Las alegres se instala en un terreno literario explosivo que sacude los cauces de un canon implosivo, se posiciona de otro lado, obliga a mentes bienpensantes al uso a remarcar esos buenos usos de toda la vida, cuando los libros no se salían del repertorio narrativo y moral reglamentario. Las alegres transita del lado de la vida, claro. Y también nos ayuda a nosotros, lectores de aquí y de allá, a encontrar en ese valiente pasarse de la raya una literatura que convive con la historia, con la violencia, con el pánico, con el dilema, con el valor. Con la vida de las mujeres, en suma.

Algo en mi interior, una fuerza poderosa que se suele denominar oficio pero que en mi caso tiende a hacerme llenar páginas y páginas de tópicos, casi teclea por mí un arranque diferente a este texto: Esta no será una reseña al uso. Así. A pelo. Sea lo que sea una reseña al uso, vamos a huir de ella. Casi estoy por añadir que toda reseña al uso empieza advirtiendo que no lo será.

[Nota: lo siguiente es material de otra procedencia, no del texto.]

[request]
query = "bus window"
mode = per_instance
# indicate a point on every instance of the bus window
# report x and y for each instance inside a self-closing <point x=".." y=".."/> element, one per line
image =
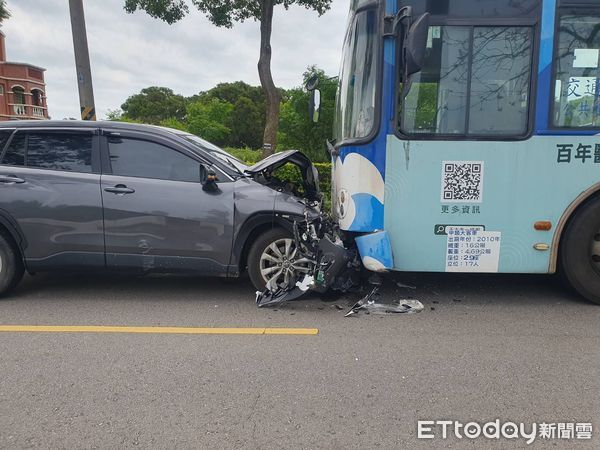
<point x="476" y="8"/>
<point x="480" y="92"/>
<point x="355" y="112"/>
<point x="577" y="73"/>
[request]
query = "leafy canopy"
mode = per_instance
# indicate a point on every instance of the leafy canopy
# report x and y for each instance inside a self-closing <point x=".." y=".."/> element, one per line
<point x="155" y="104"/>
<point x="222" y="13"/>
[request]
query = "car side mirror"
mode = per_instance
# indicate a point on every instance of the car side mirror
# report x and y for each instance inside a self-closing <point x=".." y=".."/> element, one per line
<point x="208" y="179"/>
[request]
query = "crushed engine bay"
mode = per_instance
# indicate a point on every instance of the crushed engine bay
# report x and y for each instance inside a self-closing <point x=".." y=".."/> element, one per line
<point x="336" y="266"/>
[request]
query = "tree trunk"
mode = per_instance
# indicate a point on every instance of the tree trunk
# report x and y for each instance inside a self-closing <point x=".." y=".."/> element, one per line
<point x="266" y="78"/>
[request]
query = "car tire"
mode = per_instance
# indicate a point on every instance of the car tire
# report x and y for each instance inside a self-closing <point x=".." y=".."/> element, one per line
<point x="580" y="252"/>
<point x="11" y="266"/>
<point x="257" y="251"/>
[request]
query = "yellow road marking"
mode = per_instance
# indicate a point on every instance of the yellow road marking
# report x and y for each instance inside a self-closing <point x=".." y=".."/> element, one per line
<point x="157" y="330"/>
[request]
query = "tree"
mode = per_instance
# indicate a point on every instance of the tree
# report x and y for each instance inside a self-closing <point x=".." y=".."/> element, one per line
<point x="4" y="12"/>
<point x="210" y="120"/>
<point x="223" y="13"/>
<point x="153" y="105"/>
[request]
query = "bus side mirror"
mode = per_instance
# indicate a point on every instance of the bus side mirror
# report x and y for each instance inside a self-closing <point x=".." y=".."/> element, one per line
<point x="415" y="45"/>
<point x="314" y="106"/>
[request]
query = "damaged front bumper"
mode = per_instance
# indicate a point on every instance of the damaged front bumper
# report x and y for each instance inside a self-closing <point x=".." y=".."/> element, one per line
<point x="338" y="261"/>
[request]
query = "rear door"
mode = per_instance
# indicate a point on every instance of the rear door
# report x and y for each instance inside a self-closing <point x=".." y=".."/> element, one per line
<point x="50" y="186"/>
<point x="156" y="215"/>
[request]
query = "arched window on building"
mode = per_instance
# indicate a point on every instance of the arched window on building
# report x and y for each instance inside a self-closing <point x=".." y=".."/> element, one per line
<point x="37" y="99"/>
<point x="19" y="101"/>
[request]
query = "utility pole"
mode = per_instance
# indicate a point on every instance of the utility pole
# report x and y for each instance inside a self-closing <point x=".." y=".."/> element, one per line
<point x="82" y="61"/>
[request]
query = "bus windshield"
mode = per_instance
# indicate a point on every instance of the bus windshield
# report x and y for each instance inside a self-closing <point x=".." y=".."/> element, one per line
<point x="356" y="97"/>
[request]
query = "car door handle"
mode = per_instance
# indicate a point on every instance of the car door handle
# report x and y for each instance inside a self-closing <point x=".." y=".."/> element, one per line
<point x="120" y="189"/>
<point x="11" y="179"/>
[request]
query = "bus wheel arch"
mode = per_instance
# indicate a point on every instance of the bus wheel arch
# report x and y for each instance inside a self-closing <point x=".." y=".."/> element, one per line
<point x="579" y="203"/>
<point x="576" y="246"/>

¿Qué es, entonces, una reseña al uso? ¿Existe, es concebible una reseña al desuso? ¿Qué reacciones nos provoca la literatura usual? ¿Y la inusual? ¿Quién dice qué es el uso literario, qué el abuso, qué ha caído en desuso? ¿Qué libro ha quedado inconcluso, dejándote patidifuso, obtuso o tal vez hasta bielorruso? Esta reseña se va a ocupar de lo que entendemos por uso, descontando sindicatos.